If your house was built before 1950 there’s a chance any external brick (such as double brick) and concrete block masonry walls are not reinforced. These are at  risk of being damaged in an earthquake.  

Brick veneer walls

These walls are less hazardous than brick or block masonry walls in an earthquake but some damage can still occur. The veneer could come off the timber framing if the ties have corroded or their fixings have weakened. The best time to check the ties or fixings is when you have the wall open for renovations. 

Lath and plaster walls

Houses built before the 1930s often have ‘lath and plaster’ wall linings. These are closely spaced horizontal thin timber strips covered with plaster. These types of wall linings are not intended to provide bracing in an earthquake.

Securing header tanks

header tank webIt’s important to check your roof space and secure heavy items you might not realise are there, such as a header water tank.

Older houses may have a header tank. This is a water tank in the attic, roof space, or on the roof, that feeds the hot water cylinder and helps manage the water pressure. The tank will be heavy especially if it's full, and could damage your home if it moves or spills in an earthquake. Make sure you fasten it so it doesn’t wobble, shift or even crash through the ceiling. Try doing the following:

  • strap the header tank to the ceiling framing
  • nail timber blocks to the platform at the base of the tank tray to stop it sliding
  • fit wooden blocks between the perimeter of the tray and the tank.

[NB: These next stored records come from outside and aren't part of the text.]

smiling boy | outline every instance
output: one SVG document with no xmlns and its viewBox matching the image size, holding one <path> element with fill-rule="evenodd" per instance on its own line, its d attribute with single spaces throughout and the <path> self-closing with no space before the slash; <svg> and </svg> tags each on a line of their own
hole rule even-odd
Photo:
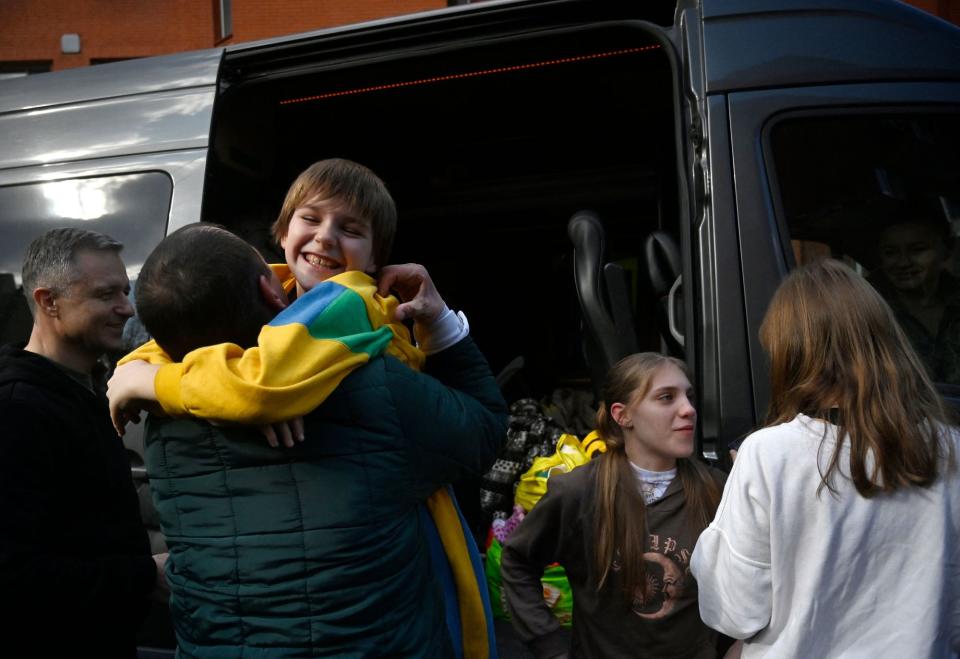
<svg viewBox="0 0 960 659">
<path fill-rule="evenodd" d="M 876 271 L 870 283 L 937 382 L 960 384 L 960 287 L 947 265 L 950 226 L 919 204 L 897 205 L 881 217 Z"/>
<path fill-rule="evenodd" d="M 331 159 L 290 186 L 272 233 L 302 295 L 342 272 L 375 274 L 387 263 L 396 226 L 383 181 L 362 165 Z"/>
</svg>

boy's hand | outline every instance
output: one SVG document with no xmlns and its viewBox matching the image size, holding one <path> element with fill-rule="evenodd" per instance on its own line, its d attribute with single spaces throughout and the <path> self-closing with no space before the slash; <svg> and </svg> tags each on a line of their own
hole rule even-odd
<svg viewBox="0 0 960 659">
<path fill-rule="evenodd" d="M 377 292 L 389 295 L 391 290 L 397 292 L 402 302 L 395 313 L 397 320 L 412 318 L 416 323 L 430 324 L 447 308 L 427 269 L 419 263 L 383 268 Z"/>
<path fill-rule="evenodd" d="M 277 313 L 280 313 L 289 306 L 290 303 L 287 301 L 287 296 L 283 292 L 283 286 L 280 284 L 277 276 L 272 272 L 270 273 L 270 277 L 260 275 L 260 278 L 257 280 L 257 285 L 263 301 Z"/>
<path fill-rule="evenodd" d="M 298 416 L 289 421 L 267 423 L 260 426 L 260 433 L 267 438 L 267 444 L 279 448 L 280 442 L 287 448 L 293 448 L 294 440 L 303 441 L 303 417 Z"/>
<path fill-rule="evenodd" d="M 140 411 L 144 404 L 157 400 L 153 380 L 159 370 L 159 364 L 137 359 L 118 366 L 107 382 L 110 419 L 121 437 L 126 432 L 127 423 L 140 421 Z"/>
<path fill-rule="evenodd" d="M 723 659 L 740 659 L 741 652 L 743 652 L 743 641 L 737 641 L 727 649 Z"/>
<path fill-rule="evenodd" d="M 153 563 L 157 566 L 157 579 L 153 585 L 153 591 L 150 593 L 154 601 L 167 603 L 170 600 L 170 585 L 167 583 L 165 567 L 167 565 L 168 553 L 154 554 Z"/>
</svg>

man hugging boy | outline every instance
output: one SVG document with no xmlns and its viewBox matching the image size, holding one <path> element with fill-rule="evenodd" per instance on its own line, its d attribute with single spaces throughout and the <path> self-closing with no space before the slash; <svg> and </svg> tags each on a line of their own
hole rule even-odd
<svg viewBox="0 0 960 659">
<path fill-rule="evenodd" d="M 495 654 L 479 556 L 446 484 L 492 463 L 506 407 L 426 271 L 379 268 L 395 226 L 379 178 L 327 160 L 274 224 L 286 266 L 272 273 L 209 225 L 171 234 L 144 265 L 137 306 L 156 343 L 123 360 L 111 410 L 122 426 L 156 400 L 172 417 L 151 417 L 146 453 L 181 652 Z M 378 270 L 379 291 L 407 302 L 378 292 Z M 295 301 L 271 320 L 285 293 Z M 305 441 L 272 451 L 184 415 L 305 415 Z"/>
</svg>

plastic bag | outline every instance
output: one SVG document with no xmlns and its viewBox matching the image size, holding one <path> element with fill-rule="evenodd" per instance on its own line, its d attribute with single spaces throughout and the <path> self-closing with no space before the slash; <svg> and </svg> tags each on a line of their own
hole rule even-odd
<svg viewBox="0 0 960 659">
<path fill-rule="evenodd" d="M 520 474 L 537 458 L 552 455 L 563 433 L 560 424 L 546 416 L 536 400 L 524 398 L 510 406 L 507 441 L 480 485 L 484 523 L 506 520 L 511 515 Z"/>
<path fill-rule="evenodd" d="M 525 511 L 530 509 L 547 493 L 547 480 L 555 473 L 566 473 L 587 464 L 590 457 L 584 452 L 580 440 L 573 435 L 561 435 L 553 455 L 537 458 L 533 466 L 520 476 L 514 501 Z"/>
<path fill-rule="evenodd" d="M 596 430 L 584 437 L 580 445 L 583 447 L 583 452 L 586 453 L 587 457 L 591 460 L 597 457 L 597 453 L 607 452 L 607 444 Z"/>
<path fill-rule="evenodd" d="M 588 442 L 589 452 L 584 450 L 584 445 L 587 445 Z M 514 510 L 510 520 L 514 518 L 523 519 L 523 512 L 530 512 L 530 509 L 546 494 L 547 481 L 550 480 L 551 476 L 572 471 L 580 465 L 588 463 L 590 458 L 598 452 L 602 453 L 606 450 L 606 445 L 596 431 L 587 435 L 583 444 L 573 435 L 561 435 L 557 440 L 556 451 L 552 455 L 534 460 L 530 469 L 520 477 L 514 497 L 516 508 L 520 510 Z M 512 531 L 512 528 L 510 530 Z M 502 529 L 502 531 L 507 531 L 507 529 Z M 502 535 L 504 540 L 507 537 L 503 533 L 495 535 Z M 500 576 L 500 556 L 503 551 L 500 542 L 495 537 L 487 547 L 485 566 L 487 587 L 490 589 L 490 604 L 493 608 L 493 616 L 502 620 L 509 620 L 510 614 L 507 610 L 506 596 L 503 593 Z M 557 617 L 561 625 L 569 627 L 573 621 L 573 592 L 570 589 L 566 571 L 560 565 L 549 565 L 544 569 L 540 583 L 543 586 L 543 599 L 550 611 Z"/>
<path fill-rule="evenodd" d="M 509 620 L 507 597 L 503 592 L 500 576 L 500 556 L 502 552 L 503 546 L 499 540 L 495 539 L 490 543 L 490 546 L 487 547 L 485 571 L 487 573 L 487 587 L 490 589 L 490 608 L 493 609 L 493 617 L 500 620 Z M 543 586 L 543 599 L 547 606 L 550 607 L 561 625 L 569 627 L 573 623 L 573 593 L 570 591 L 567 573 L 559 565 L 549 565 L 543 571 L 540 583 Z"/>
</svg>

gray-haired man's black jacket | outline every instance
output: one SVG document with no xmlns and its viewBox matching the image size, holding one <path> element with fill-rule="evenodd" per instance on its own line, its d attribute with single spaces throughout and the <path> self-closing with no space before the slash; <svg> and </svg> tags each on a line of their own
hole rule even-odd
<svg viewBox="0 0 960 659">
<path fill-rule="evenodd" d="M 0 654 L 135 656 L 155 578 L 106 399 L 0 349 Z"/>
</svg>

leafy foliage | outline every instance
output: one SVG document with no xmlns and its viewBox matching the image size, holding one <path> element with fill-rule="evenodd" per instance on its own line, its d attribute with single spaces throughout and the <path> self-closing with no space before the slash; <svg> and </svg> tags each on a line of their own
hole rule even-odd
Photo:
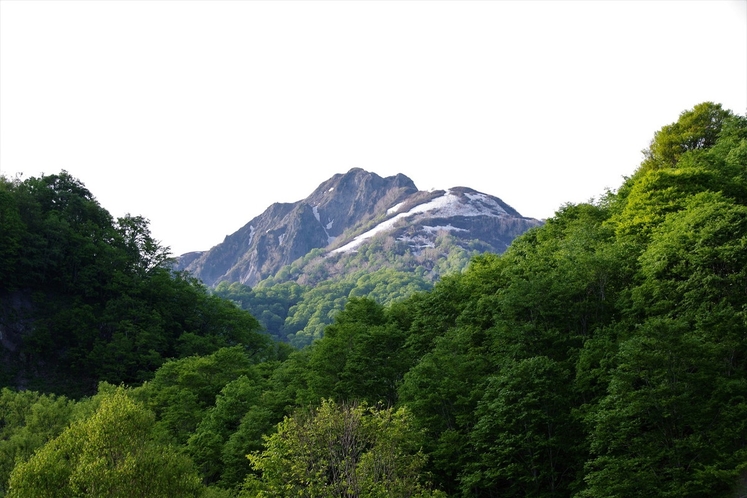
<svg viewBox="0 0 747 498">
<path fill-rule="evenodd" d="M 278 282 L 210 295 L 163 268 L 143 220 L 124 225 L 64 175 L 0 183 L 1 351 L 16 361 L 0 379 L 150 379 L 77 402 L 3 390 L 0 493 L 137 496 L 152 479 L 171 483 L 156 496 L 747 489 L 747 118 L 718 105 L 662 128 L 616 192 L 432 287 L 426 268 L 324 280 L 355 257 L 294 281 L 312 254 Z M 307 346 L 270 345 L 236 304 Z"/>
<path fill-rule="evenodd" d="M 57 437 L 73 418 L 74 402 L 32 391 L 0 391 L 0 496 L 18 462 Z"/>
<path fill-rule="evenodd" d="M 276 340 L 288 341 L 299 348 L 321 338 L 350 298 L 368 297 L 389 304 L 431 288 L 419 274 L 389 267 L 373 273 L 358 270 L 313 287 L 295 282 L 272 284 L 273 281 L 261 282 L 254 289 L 221 282 L 214 292 L 251 312 Z"/>
<path fill-rule="evenodd" d="M 105 395 L 88 419 L 16 466 L 13 497 L 195 496 L 201 489 L 191 462 L 157 441 L 153 413 L 124 390 Z"/>
<path fill-rule="evenodd" d="M 423 455 L 405 409 L 323 401 L 286 418 L 262 453 L 248 455 L 261 478 L 246 496 L 432 496 L 419 482 Z"/>
<path fill-rule="evenodd" d="M 2 179 L 0 225 L 0 381 L 81 395 L 142 382 L 168 358 L 275 354 L 253 317 L 171 272 L 146 219 L 112 219 L 66 172 Z"/>
</svg>

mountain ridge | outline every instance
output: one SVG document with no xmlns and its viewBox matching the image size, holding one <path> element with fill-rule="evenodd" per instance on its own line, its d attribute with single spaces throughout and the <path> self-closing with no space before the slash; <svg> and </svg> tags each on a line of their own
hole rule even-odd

An empty and unused header tank is unlikely to cause any damage, but it’s a good idea to take it out of your roof space if possible. 

Working safely at heights

If you decide to go into or onto your roof, or undertake any inspection or work with walls that involves heights, make sure you do so safely.

Some key steps:

  • If you’re going up on the roof, check the weather and delay your inspection if necessary.
  • Ask someone to watch while you’re inside the roof or up top, and let them know which areas you’ll be inspecting. 
  • Check it's safe to work around any power services. If not, turn them off. 
  • Check your equipment is in good condition (for example, your ladder or torch).
  • Wear appropriate safety gear for the task, such as non-slip footwear, hard hat, high vis vest, gloves, mask, overalls, kneepads, boots and protective eyewear.